In the preceding code, it uses a closure to initialize the property and configure it with the text “Hello world!”. We can also configure it in viewDidLoad().

class ViewController: UIViewController {
    lazy var label = UILabel()

    override func viewDidLoad() {
        super.viewDidLoad()

        label.text = "Hello world!"
        view.addSubview(label)
    }

    ...
}

Layout View Components

Similar to the old Storyboard ways, we can layout views with or without Auto Layout.

Manual Layout

As every UI component class is actually a subclass of UIView, its size and location can be set through its frame and bounds. The difference between frame and bounds is that frame describes a view’s size and location within its superview’s coordinate, while bounds is about the view’s own coordinate.

UIView Coordinate

To implement the preceding image, we can set view’s frame.orgin and frame.size like following:

class ViewController: UIViewController {
    ...

    override func viewDidLayoutSubviews() {
        super.viewDidLayoutSubviews()

        label.frame.origin = CGPoint(x: 100, y: 100)
        label.frame.size.width = 300
        label.frame.size.height = 100
    }

    ...
}

Auto Layout

Manual Layout could be convenient sometimes, but in most cases, we need to consider different screen sizes. Nowadays, various screen sizes and shapes of iOS devices require the layout system to be more flexible, that’s why Auto Layout kicks in.

Technically, you can create Auto Layout constraints by yourself through NSLayoutConstraint, while many developers don’t use it because its syntax is not that readable. Besides creating constraints directly, there’re many third-party layout libraries available. These libraries usually wrap the constraints stuff into DSLs with better readability, which makes it easier to define all the layout relationships.

SnapKit is one of the most widely-used and popular layout libraries.
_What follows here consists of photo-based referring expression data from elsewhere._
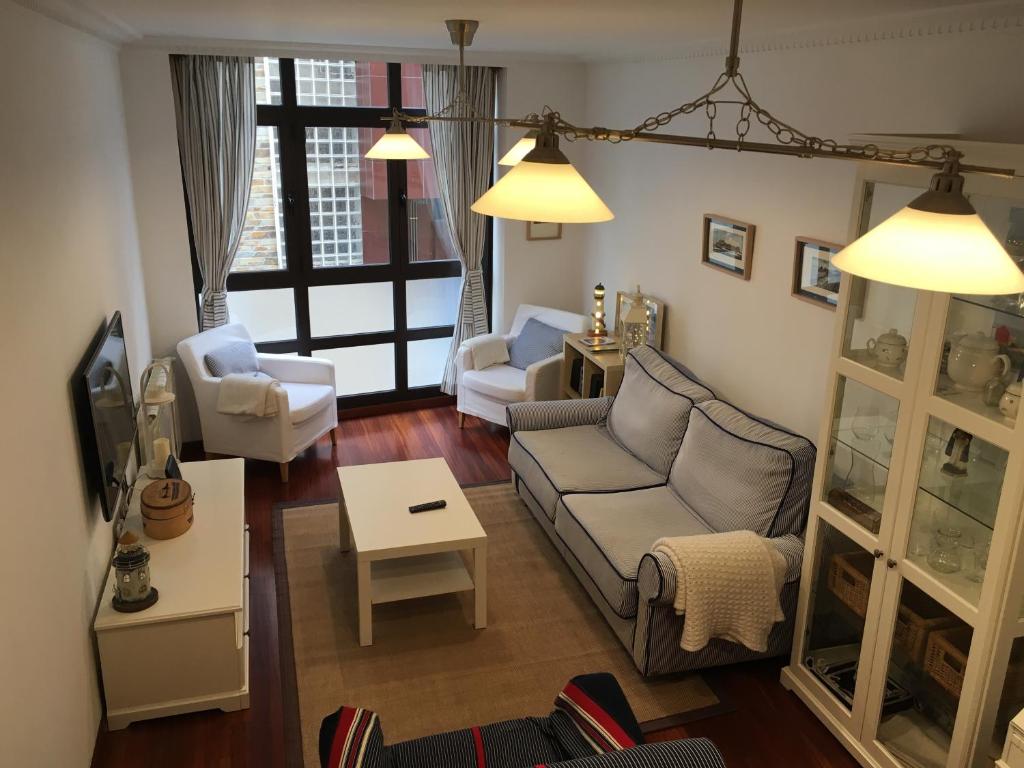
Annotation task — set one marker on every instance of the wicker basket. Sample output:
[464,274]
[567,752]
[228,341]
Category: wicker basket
[850,580]
[918,617]
[945,658]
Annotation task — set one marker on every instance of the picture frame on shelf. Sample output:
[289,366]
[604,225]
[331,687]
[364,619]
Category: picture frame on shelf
[543,230]
[815,280]
[727,245]
[653,308]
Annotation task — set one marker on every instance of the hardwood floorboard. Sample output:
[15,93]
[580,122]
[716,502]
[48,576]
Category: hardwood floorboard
[768,727]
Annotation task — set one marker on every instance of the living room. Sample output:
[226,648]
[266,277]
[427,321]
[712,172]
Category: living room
[274,286]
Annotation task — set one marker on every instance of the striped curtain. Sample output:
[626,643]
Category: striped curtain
[464,158]
[215,105]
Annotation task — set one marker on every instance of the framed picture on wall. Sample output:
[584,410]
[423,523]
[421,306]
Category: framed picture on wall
[727,245]
[543,230]
[814,278]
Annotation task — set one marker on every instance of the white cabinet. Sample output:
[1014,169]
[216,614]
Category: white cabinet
[189,651]
[909,640]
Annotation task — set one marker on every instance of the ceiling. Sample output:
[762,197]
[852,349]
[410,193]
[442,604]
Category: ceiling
[571,29]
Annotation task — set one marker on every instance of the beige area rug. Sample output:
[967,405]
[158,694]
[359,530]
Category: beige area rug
[428,670]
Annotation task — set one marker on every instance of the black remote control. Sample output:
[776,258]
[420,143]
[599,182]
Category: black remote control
[439,504]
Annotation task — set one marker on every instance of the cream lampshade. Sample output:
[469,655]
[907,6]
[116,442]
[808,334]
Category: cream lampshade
[519,150]
[544,186]
[937,243]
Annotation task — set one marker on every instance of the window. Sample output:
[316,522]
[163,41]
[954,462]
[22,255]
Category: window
[344,257]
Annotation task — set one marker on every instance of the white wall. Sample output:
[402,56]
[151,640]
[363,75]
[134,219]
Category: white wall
[70,256]
[752,341]
[545,272]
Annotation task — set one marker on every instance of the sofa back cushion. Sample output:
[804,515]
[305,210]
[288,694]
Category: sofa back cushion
[739,472]
[651,410]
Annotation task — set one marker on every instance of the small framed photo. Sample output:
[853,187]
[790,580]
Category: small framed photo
[728,245]
[543,230]
[814,278]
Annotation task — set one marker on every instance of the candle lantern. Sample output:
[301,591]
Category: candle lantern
[132,590]
[158,416]
[598,328]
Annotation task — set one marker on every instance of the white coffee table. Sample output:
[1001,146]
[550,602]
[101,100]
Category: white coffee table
[400,555]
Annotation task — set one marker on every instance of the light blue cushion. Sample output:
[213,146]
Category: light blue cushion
[740,473]
[237,357]
[536,342]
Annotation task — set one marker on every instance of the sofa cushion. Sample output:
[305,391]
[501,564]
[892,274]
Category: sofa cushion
[607,534]
[738,472]
[305,400]
[233,357]
[651,409]
[536,342]
[552,462]
[501,382]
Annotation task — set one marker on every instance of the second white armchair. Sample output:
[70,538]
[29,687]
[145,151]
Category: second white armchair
[485,393]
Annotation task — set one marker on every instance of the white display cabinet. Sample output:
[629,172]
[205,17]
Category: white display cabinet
[909,641]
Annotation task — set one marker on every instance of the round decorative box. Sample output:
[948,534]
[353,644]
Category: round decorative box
[167,508]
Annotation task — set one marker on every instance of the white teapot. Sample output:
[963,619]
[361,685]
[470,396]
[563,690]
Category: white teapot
[974,360]
[889,349]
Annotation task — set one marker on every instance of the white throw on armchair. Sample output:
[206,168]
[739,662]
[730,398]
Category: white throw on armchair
[307,407]
[485,393]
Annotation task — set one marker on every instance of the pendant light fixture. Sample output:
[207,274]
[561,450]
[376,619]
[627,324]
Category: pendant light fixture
[937,243]
[519,150]
[544,186]
[396,144]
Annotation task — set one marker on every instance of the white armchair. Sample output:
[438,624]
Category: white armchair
[307,407]
[485,393]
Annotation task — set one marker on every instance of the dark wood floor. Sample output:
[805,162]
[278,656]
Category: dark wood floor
[768,726]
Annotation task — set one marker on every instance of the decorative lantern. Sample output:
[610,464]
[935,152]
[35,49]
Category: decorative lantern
[598,329]
[158,416]
[634,322]
[132,590]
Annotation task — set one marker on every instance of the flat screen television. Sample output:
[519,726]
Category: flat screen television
[108,415]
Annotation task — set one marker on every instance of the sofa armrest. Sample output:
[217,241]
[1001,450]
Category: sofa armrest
[543,378]
[464,357]
[527,417]
[683,753]
[352,736]
[656,573]
[297,370]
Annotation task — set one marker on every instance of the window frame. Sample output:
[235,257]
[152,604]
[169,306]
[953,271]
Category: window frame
[291,119]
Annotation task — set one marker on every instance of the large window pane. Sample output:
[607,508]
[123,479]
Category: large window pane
[332,82]
[432,302]
[361,370]
[261,247]
[268,315]
[267,80]
[426,361]
[357,308]
[348,198]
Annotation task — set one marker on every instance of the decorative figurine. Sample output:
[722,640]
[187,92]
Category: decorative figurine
[132,591]
[958,451]
[598,328]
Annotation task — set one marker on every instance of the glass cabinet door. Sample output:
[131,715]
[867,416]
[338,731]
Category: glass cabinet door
[842,583]
[924,681]
[863,431]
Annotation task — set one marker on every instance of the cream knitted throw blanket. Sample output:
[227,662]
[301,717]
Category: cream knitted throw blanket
[727,585]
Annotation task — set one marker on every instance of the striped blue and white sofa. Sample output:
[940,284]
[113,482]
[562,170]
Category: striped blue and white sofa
[592,726]
[606,477]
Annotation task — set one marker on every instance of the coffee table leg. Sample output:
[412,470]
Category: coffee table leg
[480,586]
[344,529]
[366,608]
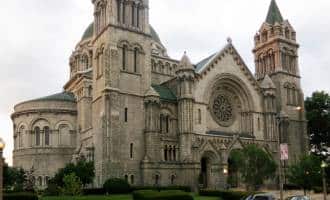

You can install SnapKit to your project by CocoaPods, detailed instructions can be found from its GitHub repo.

With SnapKit imported, we can set our UILabel to the centre of our ViewController with just a few lines of code:

...
import SnapKit

class ViewController: UIViewController {
    ...

    override func viewWillLayoutSubviews() {
        super.viewWillLayoutSubviews()

        label.snp.makeConstraints { make in
            make.center.equalTo(view.snp.center)
        }
    }

    ...
}

Except for SnapKit, there are other awesome layout libraries as well. Some of them are not even based on the original Auto Layout system, as Auto Layout may become a bottleneck for performance when the UI of an app becomes complex.

Conclusion

As we can see, working without Storyboard is not as difficult as we thought. The removal of Storyboard let us know more about how UIView and UIViewController work behind the scenes of Storyboard. Furthermore, it can also help us write more structural code. Although UI code in this post is written within the ViewController class, it’s always a good practice to split the UI presentation logic out from controllers.